Ｑ11 からＱ13 は、令和４年 11 月 10 日に厚生労働省より発出された事務連
絡「医療機関等におけるサイバーセキュリティ対策の強化について（注意喚
起）」を参照の上、回答すること。
Ｑ11 「１ サプライチェーンリスク全体の確認」に記載の内容をもとに、関
係事業者のセキュリティ管理体制を確認し、関係事業者とのネットワーク接続
点（特にインターネットとの接続点）をすべて管理下におき、脆弱性対策を実
施したか。
本年 10 月に発生した大阪急性期・総合医療センターにおいて発生したサイ
バー攻撃では、攻撃の侵入経路は医療機関自身のシステムではなく、院外の調
理を委託していた給食事業者のシステムを経由したものである可能性が高いこ
とが、厚生労働省から派遣した専門家チームの調査により判っています。
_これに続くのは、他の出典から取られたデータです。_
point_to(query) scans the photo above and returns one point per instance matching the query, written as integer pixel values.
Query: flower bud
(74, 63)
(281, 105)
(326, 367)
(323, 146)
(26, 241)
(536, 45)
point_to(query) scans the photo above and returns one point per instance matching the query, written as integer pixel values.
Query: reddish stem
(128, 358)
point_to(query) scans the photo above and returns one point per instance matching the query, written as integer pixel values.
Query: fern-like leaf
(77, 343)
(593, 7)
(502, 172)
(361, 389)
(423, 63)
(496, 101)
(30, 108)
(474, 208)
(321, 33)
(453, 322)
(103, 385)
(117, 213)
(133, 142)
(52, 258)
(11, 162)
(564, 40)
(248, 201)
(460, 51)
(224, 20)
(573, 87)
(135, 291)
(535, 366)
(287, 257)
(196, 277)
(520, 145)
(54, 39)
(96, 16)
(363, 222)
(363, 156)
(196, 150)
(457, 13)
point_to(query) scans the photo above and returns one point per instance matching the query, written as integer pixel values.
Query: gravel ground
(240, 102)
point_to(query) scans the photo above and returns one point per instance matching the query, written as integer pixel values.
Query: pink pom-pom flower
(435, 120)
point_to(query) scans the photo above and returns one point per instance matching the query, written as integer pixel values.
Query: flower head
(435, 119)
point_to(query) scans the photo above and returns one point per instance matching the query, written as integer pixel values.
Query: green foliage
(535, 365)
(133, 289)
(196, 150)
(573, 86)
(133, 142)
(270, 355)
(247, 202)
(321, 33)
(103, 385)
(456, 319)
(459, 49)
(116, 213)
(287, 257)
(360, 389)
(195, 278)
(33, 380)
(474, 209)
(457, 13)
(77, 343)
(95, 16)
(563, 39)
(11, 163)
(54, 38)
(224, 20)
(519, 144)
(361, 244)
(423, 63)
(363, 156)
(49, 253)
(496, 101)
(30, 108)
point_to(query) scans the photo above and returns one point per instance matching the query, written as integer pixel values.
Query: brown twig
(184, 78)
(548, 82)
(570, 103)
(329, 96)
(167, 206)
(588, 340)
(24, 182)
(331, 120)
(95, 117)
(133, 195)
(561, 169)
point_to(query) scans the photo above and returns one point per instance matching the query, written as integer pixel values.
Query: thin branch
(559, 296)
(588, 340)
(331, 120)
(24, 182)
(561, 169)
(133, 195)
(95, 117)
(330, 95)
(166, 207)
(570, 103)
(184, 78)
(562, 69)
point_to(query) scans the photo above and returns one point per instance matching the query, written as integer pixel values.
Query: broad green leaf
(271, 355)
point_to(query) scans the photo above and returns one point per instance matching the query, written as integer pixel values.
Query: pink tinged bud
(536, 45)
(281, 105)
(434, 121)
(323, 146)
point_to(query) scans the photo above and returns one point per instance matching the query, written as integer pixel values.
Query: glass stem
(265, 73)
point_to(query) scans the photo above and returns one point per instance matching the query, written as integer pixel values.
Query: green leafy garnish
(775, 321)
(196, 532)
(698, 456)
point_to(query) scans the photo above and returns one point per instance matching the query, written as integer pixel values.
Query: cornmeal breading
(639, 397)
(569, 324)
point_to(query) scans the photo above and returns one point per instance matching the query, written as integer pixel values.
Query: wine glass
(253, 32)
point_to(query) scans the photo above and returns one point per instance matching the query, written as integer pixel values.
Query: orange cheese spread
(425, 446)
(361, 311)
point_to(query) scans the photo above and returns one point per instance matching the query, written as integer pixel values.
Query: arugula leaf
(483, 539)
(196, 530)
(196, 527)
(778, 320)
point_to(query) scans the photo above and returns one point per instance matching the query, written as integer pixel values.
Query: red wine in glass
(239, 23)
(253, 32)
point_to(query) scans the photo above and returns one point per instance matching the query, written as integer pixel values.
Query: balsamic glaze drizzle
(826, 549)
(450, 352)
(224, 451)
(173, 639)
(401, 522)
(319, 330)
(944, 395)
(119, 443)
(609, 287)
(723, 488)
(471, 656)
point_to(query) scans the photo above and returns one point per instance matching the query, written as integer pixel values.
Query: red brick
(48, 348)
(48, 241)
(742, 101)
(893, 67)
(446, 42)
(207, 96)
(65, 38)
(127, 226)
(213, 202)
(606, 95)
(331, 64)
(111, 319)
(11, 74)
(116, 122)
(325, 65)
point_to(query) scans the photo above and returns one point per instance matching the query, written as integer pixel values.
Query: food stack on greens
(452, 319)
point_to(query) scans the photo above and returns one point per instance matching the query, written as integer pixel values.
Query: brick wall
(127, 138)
本事
務連絡に記載のサプライチェーンリスクを認識し、点検を行ったか回答を選択
してください。
参考：令和４年 11 月 10 日厚生労働省事務連絡「医療機関等におけるサイバーセキュリテ
ィ対策の強化について（注意喚起）」
（抜粋）
１

サプライチェーンリスク全体の確認
上記の通り、自組織のみならずサプライチェーン全体を俯瞰し、発生が予見される

リスクを医療機関等自身でコントロールできるようにする必要があることから、関係
事業者のセキュリティ管理体制を確認した上で、関係事業者とのネットワーク接続点
（特にインターネットとの接続点）をすべて管理下におき、脆弱性対策を実施する。

Ｑ12 「２ リスク低減のための措置」に記載の内容を確認し、自組織に必要
な措置を講じたか。
自組織の医療情報システムに対しリスク分析を行い、明らかとなった脅威に
ついて対策を行うことで、その脅威の発生可能性を低減することができます。
事務連絡記載の事項について点検を行い、必要な措置を講じたか回答を選択し
てください。ただし、具体に講じた措置まで問うものではありません。
引用：令和４年 11 月 10 日厚生労働省事務連絡「医療機関等におけるサイバーセキュリテ
ィ対策の強化について（注意喚起）」
（抜粋）
２

リスク低減のための措置
○パスワードを複雑なものに変更し、使い回しをしない。不要なアカウントを削除し
アクセス権限を確認する。多要素認証を利用し本人認証を強化する。
○IoT 機器を含む情報資産の保有状況を把握する。